Au-delà d’une meilleure connaissance de la relation chaotique du couple, le fringant Emile entretenant depuis 1888 une relation passionnée avec Jeanne Rozerot (de 27 ans sa cadette) qui lui donnera deux enfants (leur correspondance est parue en 2004), la publication de ces 318 lettres souvent longues offre un regard précieux sur l’entrée en scène de l’écrivain dans l’Affaire Dreyfus, et notamment sur les semaines qui ont précédé son fameux « J’accuse » paru dans L’Aurore le 13 janvier 1898. Ces missives écrites à sa «chère femme» l’ont été à différentes époques: en 1895-97 et 1899-1901, durant les séjours italiens d’Alexandrine sans son mari, et entre juillet 1998 et juin 1899, lors de l’exil en Angleterre de Zola condamné pour diffamation.

Début novembre 1897, l’auteur des Rougon-Macquart est «mis au courant de toute l’affaire» par Laborit, l’avocat qui a convaincu le vice-président du Sénat, l’Alsacien Scheurer-Kestner, de l’innocence du capitaine juif. «Les pièces qui m’ont été soumises m’ont absolument convaincu, écrit-il le 3: Dreyfus est innocent. Il y a là une épouvantable erreur judiciaire, dont la responsabilité va retomber sur tous les gros bonnets du ministère de la Guerre. Le scandale va être affreux, une sorte de Panama militaire. (…) J’avoue qu’un tel drame me passionne, car je ne connais rien de plus beau.» Dans ce «drame superbe» dont il perçoit «la tragique grandeur», celui qui dit perdre «ses matinées à lire les journaux» va en effet se plonger corps et âme. Le 25, il publie un premier article dans Le Figaro qui se termine par ces mots devenus célèbres: «La vérité est en marche. Rien ne l’arrêtera». Craignant que le gouvernement «finisse par étouffer l’affaire», il récidive le 1er décembre, toujours dans Le Figaro.

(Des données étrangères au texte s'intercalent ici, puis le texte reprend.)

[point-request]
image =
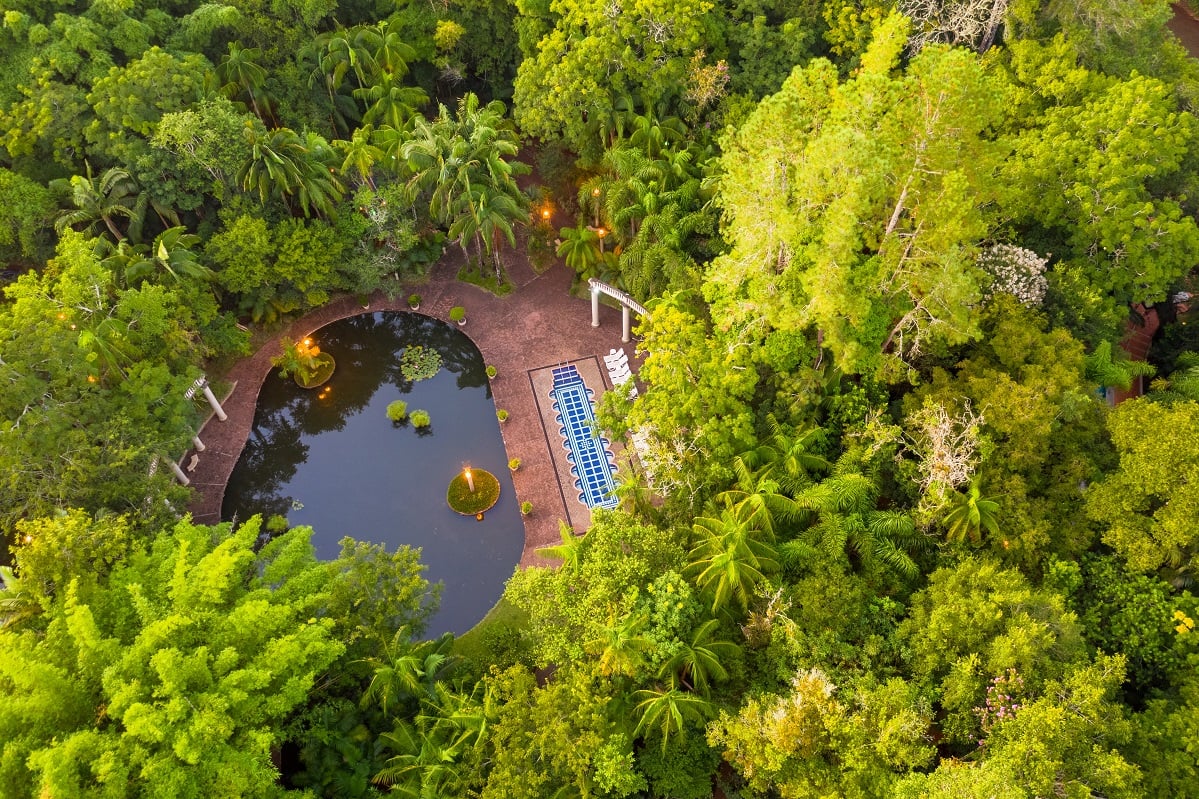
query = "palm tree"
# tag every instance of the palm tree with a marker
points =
(651, 134)
(390, 103)
(488, 218)
(620, 646)
(101, 200)
(700, 660)
(319, 190)
(969, 515)
(423, 764)
(360, 154)
(391, 54)
(239, 73)
(728, 562)
(848, 518)
(276, 163)
(570, 551)
(579, 248)
(170, 253)
(670, 712)
(17, 604)
(408, 672)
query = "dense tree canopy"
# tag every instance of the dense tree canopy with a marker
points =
(880, 534)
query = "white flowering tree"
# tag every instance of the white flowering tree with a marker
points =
(1016, 271)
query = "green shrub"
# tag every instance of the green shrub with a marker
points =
(420, 362)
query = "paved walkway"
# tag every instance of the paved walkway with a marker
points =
(537, 325)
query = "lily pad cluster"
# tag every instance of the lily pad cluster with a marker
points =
(420, 362)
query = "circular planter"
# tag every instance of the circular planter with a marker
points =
(320, 374)
(471, 503)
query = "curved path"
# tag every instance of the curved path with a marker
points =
(537, 325)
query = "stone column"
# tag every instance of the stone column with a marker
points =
(179, 474)
(212, 401)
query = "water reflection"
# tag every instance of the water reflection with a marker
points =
(341, 466)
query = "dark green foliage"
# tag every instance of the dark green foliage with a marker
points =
(1131, 614)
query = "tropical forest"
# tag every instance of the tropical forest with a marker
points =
(909, 481)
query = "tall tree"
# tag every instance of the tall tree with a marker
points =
(853, 208)
(196, 649)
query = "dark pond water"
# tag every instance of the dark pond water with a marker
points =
(333, 461)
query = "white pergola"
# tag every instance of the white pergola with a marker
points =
(202, 384)
(626, 304)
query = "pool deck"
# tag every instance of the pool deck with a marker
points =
(538, 325)
(578, 515)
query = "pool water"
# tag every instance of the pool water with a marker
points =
(330, 458)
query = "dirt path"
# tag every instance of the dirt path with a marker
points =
(1186, 28)
(537, 325)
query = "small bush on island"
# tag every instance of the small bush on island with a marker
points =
(469, 502)
(397, 410)
(420, 362)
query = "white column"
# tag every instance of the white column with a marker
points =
(179, 474)
(212, 401)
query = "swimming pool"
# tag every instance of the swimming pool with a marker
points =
(591, 462)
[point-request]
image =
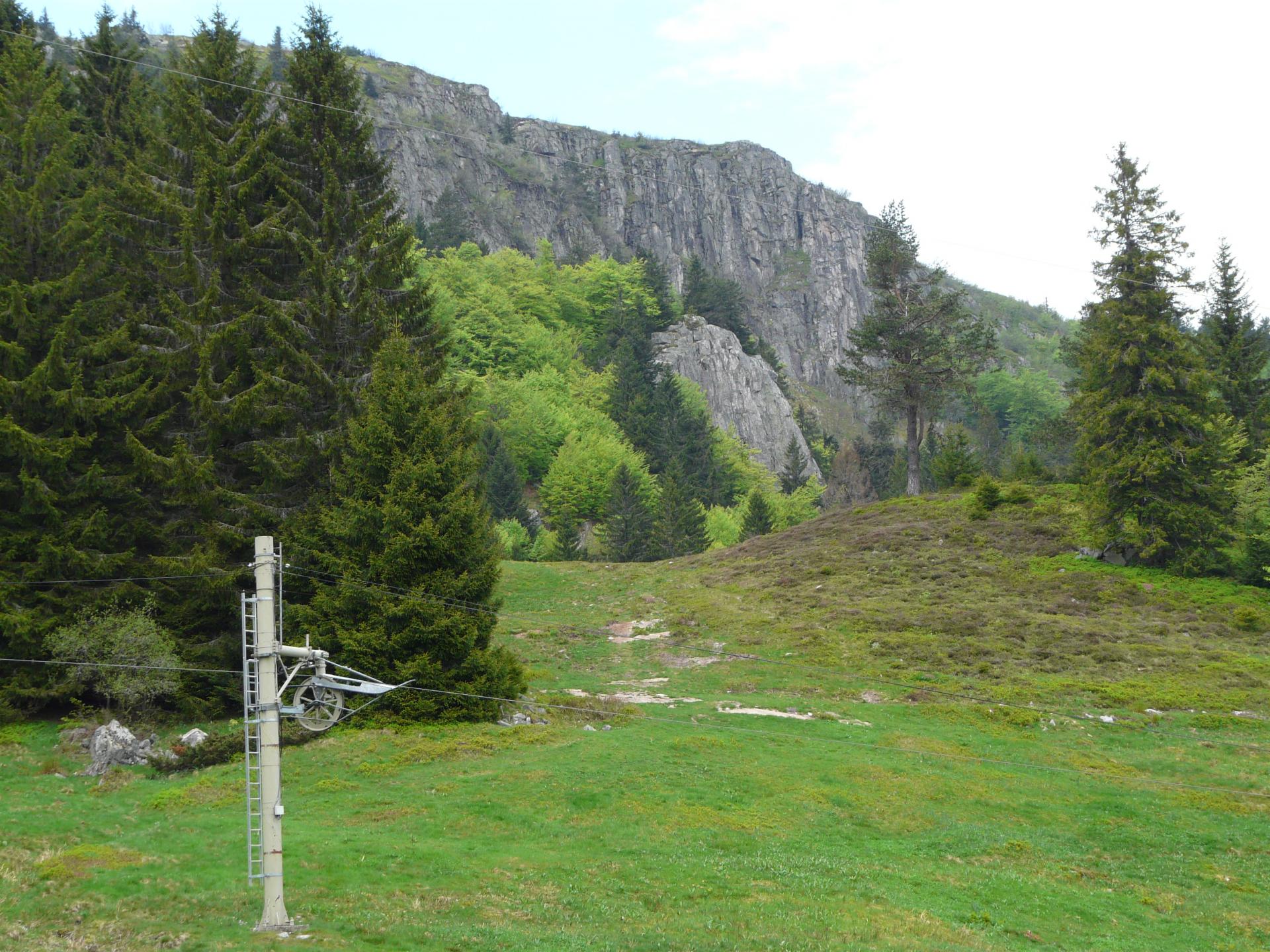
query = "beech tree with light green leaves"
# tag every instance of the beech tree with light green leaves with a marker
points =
(1156, 444)
(919, 342)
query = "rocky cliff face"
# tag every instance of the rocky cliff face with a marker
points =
(795, 247)
(741, 389)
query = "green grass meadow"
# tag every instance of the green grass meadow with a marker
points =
(869, 826)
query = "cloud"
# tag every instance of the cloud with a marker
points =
(995, 121)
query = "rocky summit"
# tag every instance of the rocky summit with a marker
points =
(795, 247)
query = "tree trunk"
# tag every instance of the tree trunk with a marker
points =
(915, 460)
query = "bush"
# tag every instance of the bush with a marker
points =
(120, 634)
(1248, 619)
(987, 493)
(224, 748)
(1015, 494)
(1025, 466)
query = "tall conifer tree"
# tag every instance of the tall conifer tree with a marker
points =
(65, 385)
(680, 527)
(1236, 347)
(346, 229)
(628, 530)
(1156, 447)
(229, 450)
(919, 343)
(409, 513)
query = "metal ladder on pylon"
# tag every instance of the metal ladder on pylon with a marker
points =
(252, 740)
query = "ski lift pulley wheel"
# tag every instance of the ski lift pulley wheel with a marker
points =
(320, 706)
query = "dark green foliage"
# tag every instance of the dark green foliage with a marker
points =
(919, 343)
(130, 30)
(794, 473)
(277, 58)
(876, 454)
(1236, 347)
(720, 301)
(450, 222)
(568, 532)
(987, 493)
(232, 446)
(658, 281)
(125, 635)
(225, 748)
(1025, 466)
(681, 521)
(116, 102)
(628, 521)
(1155, 444)
(69, 389)
(956, 463)
(15, 18)
(759, 516)
(647, 403)
(408, 512)
(505, 489)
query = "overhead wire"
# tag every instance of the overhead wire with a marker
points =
(888, 748)
(220, 574)
(388, 124)
(693, 723)
(746, 656)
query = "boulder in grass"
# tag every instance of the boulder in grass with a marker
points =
(114, 746)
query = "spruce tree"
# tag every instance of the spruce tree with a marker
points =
(680, 527)
(232, 448)
(448, 226)
(794, 474)
(919, 343)
(409, 536)
(628, 528)
(114, 99)
(67, 503)
(1155, 444)
(568, 532)
(1236, 348)
(718, 300)
(277, 58)
(759, 516)
(346, 223)
(505, 489)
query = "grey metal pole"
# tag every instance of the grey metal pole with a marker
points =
(275, 916)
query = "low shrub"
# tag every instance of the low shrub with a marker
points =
(987, 493)
(224, 748)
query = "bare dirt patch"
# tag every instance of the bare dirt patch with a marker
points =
(635, 697)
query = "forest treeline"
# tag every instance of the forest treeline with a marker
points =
(215, 323)
(211, 328)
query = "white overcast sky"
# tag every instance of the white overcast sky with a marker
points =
(992, 121)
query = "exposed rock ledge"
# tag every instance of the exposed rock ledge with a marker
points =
(741, 389)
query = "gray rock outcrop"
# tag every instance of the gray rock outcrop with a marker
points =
(795, 247)
(741, 389)
(113, 744)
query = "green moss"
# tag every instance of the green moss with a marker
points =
(81, 861)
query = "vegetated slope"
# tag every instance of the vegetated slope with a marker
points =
(869, 825)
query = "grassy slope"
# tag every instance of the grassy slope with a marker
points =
(662, 836)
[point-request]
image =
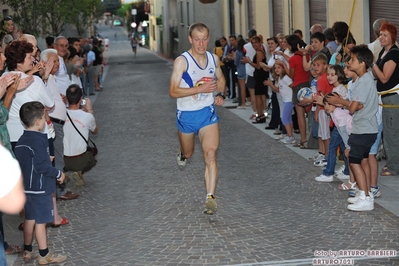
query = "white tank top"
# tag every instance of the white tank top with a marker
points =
(196, 76)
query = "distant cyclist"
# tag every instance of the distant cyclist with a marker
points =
(134, 42)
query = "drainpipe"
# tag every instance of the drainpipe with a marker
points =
(290, 16)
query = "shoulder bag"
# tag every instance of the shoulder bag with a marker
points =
(90, 148)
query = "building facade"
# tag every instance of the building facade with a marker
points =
(269, 17)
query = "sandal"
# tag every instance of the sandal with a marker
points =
(385, 172)
(301, 144)
(347, 186)
(63, 222)
(253, 116)
(13, 249)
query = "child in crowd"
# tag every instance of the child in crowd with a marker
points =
(336, 77)
(282, 86)
(343, 125)
(313, 126)
(32, 153)
(320, 65)
(363, 107)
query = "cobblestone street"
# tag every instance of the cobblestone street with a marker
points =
(138, 208)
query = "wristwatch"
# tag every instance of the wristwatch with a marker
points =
(221, 94)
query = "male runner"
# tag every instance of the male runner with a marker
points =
(196, 76)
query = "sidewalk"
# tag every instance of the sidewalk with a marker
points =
(389, 185)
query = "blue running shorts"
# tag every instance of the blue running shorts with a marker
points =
(39, 207)
(192, 121)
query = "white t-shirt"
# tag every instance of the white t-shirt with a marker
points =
(195, 76)
(74, 144)
(59, 110)
(37, 91)
(250, 53)
(285, 90)
(9, 172)
(62, 77)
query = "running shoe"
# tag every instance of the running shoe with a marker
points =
(210, 205)
(181, 159)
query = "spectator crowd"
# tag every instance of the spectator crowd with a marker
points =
(340, 97)
(45, 123)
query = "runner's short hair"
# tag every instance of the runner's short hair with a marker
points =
(197, 26)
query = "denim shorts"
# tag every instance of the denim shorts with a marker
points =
(360, 146)
(374, 148)
(192, 121)
(39, 207)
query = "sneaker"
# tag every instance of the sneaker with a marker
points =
(78, 179)
(28, 255)
(324, 178)
(340, 169)
(317, 157)
(51, 258)
(210, 205)
(363, 203)
(281, 137)
(342, 176)
(51, 130)
(376, 192)
(288, 140)
(352, 193)
(320, 163)
(181, 159)
(355, 198)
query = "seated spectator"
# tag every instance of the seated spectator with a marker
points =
(75, 156)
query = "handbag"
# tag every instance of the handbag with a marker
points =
(91, 146)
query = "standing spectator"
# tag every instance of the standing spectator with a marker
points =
(241, 75)
(75, 156)
(249, 70)
(282, 87)
(232, 68)
(226, 66)
(260, 76)
(57, 117)
(300, 79)
(386, 70)
(375, 46)
(363, 107)
(90, 58)
(7, 31)
(276, 99)
(316, 28)
(38, 173)
(20, 60)
(8, 87)
(12, 196)
(106, 43)
(61, 44)
(330, 40)
(97, 64)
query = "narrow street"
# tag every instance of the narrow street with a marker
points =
(138, 208)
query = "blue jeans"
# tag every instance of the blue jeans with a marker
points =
(335, 140)
(3, 261)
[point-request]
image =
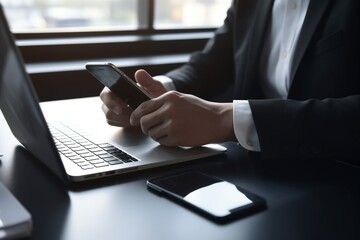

Ses prises de position lui valent de nombreuses lettres d’encouragements et de félicitations – «un cri d’admiration qui dépasse tout» -, celles d’injures et ordurières étant plus rares. Si un troisième article paraît le 5, il redoute cependant d’être «lâché publiquement» par le quotidien de Gaston Calmette. C’est pourquoi, satisfait de l’effet produit par ces «trois coups», il se résigne à «suspendre sa campagne» et à se «tenir tranquille». Pourtant, un peu plus d’un mois plus tard, il reprendra la plume, une plume autrement plus violente, donnant à l’affaire un retentissement international. Il faudra pourtant attendre encore dix-sept mois avant que le jugement de 1894 soit cassé par la Cour de Cassation. Et encore des années avant la réhabilitation de Dreyfus. Que Zola, qui meurt – peut-être assassiné – en 1902, ne verra pas. Très instructives sont également les lettres que le proscrit envoie à sa femme depuis son exil anglais, dans lesquels il se désolé qu’on l’«abandonne en cette circonstance, qu’on laisse tomber sur moi tous les frais.» Tout en se rendant bien compte qu’il n’est pas prêt de revoir la France. Il devra effectivement patienter plus de dix mois avant de retrouver la vie parisienne.